La ballata dell'uomo Pac-Man

Pensieri vani sulle barriere invisibili che ci guastano la vita
Una sola raccomandazione: cercate di non guardare giù se passate sopra Roncade in aeroplano
  
Chi abbia vissuto la nascita dei primi giochi elettronici nei bar ricorderà Pac-Man. Chi non ha idea cosa sia può trovare on line una replica di questo famosissimo videogioco e provarlo con la tastiera al posto del Joystick.
Nella sostanza, Pac Man era un personaggio giallo a forma di pizza tagliata che si aggirava per un labirinto cercando di mangiare dei punti lungo il suo percorso prima che dei fantasmini colorati, all'improvviso, da innocui diventassero aggressori. In questo caso Pac Man doveva scappare cercando di disorientarli nel labirinto.
   
A Roncade esiste l'uomo Pac-Man.
E' formidabile per la prontezza che ha, nel suo passo affrettato, come dovesse svolgere ogni giorno delle missioni molto urgenti, nello svicolare non appena all'orizzonte si profili qualcuno che evidentemente non gradisce incontrare.
Può passare da un marciapiede all'altro sfidando il traffico, attraversare il Musestre sul primo ponte pedonale per intraprendere larghissimi giri di isolato, in assenza di salvezze laterali fingere di avere scordato qualcosa per tornare repentinamente sui propri passi. Addirittura, se in automobile, invertire la marcia alla prima rotatoria per non avere veicoli ostili sullo specchietto.
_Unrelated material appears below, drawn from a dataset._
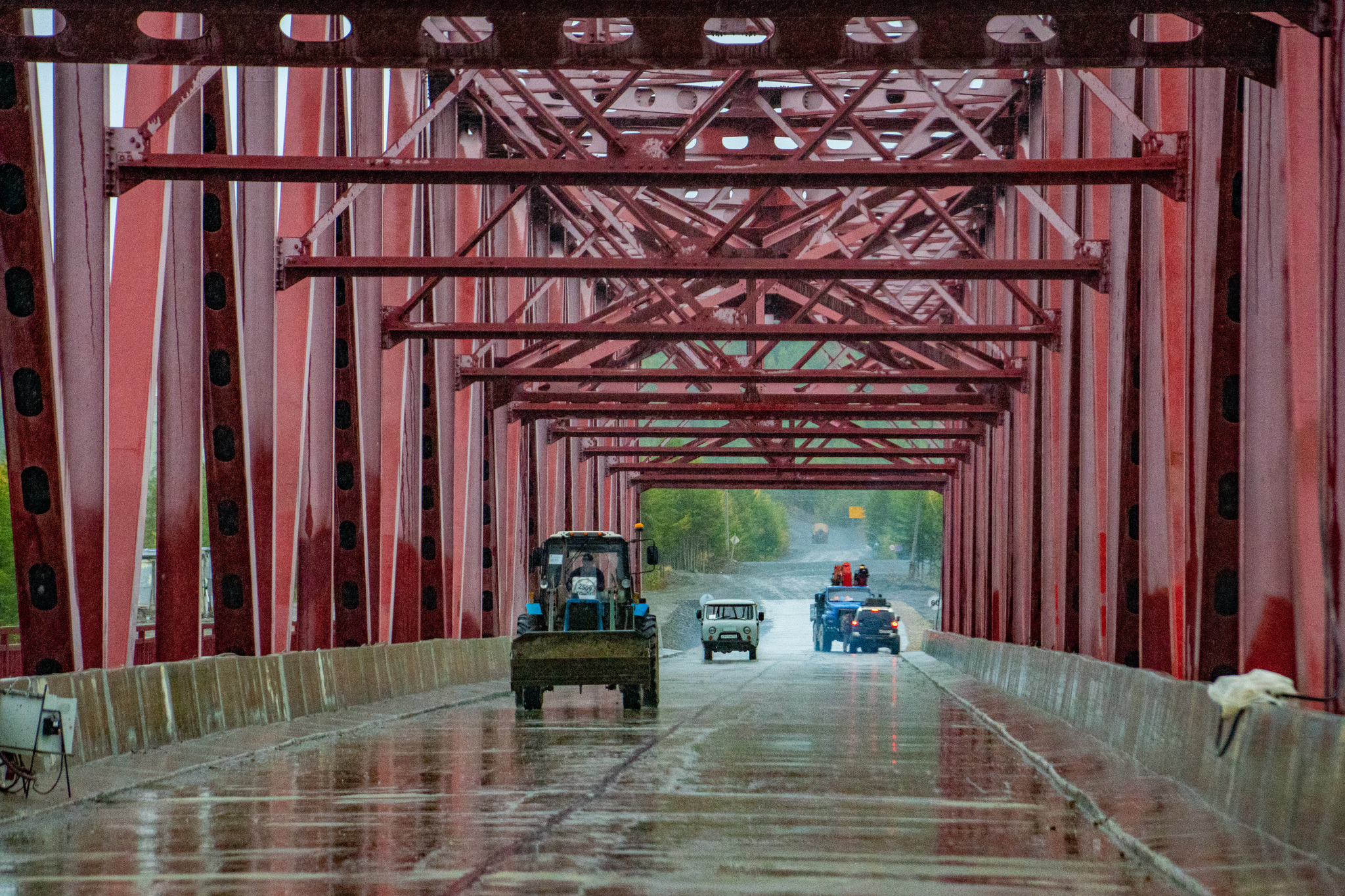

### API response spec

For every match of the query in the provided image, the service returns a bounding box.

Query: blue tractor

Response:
[808,584,874,652]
Nel caso sia accompagnato nella passeggiata da un'altra persona, per giustificare lo spostamento dello sguardo sul lato opposto è solito indicare a quest'ultima con la mano qualcosa di interessante che di certo vede solo lui.
E' un comportamento che si verifica da anni, chi sia il soggetto non ha importanza, chi lo conosce lo ha già capito.
  
Sarà una storia che fa sorridere ma temi come questi suggeriscono una riflessione in più. Quella sui disagi invisibili, sulle cattive qualità di vita che non dipendono nè da problemi economici nè da questioni di salute o di mancanza di rapporti familiari. Sulle barriere immateriali che mettono inquietudine forse per la inconfessata percezione che, pure se a livelli diversi e per ragioni inspiegabili, possono nascere e deteriorare la vita di chiunque, nonostante case accoglienti e riscaldate, la residenza in uno degli angoli d'Italia più sereni, pensioni dignitose, una salute accettabile.
Tutti elementi che ci autorizzerebbero ad alzare le spalle e pensare ad altro, no?
  
Comunque sia, se dal vostro aereo in fase di decollo da Venezia, sorvolando Roncade in un giorno di sole, vedete aprirsi un ombrello, sappiate che quello è l'uomo Pac-Man che teme un vostro saluto dal finestrino.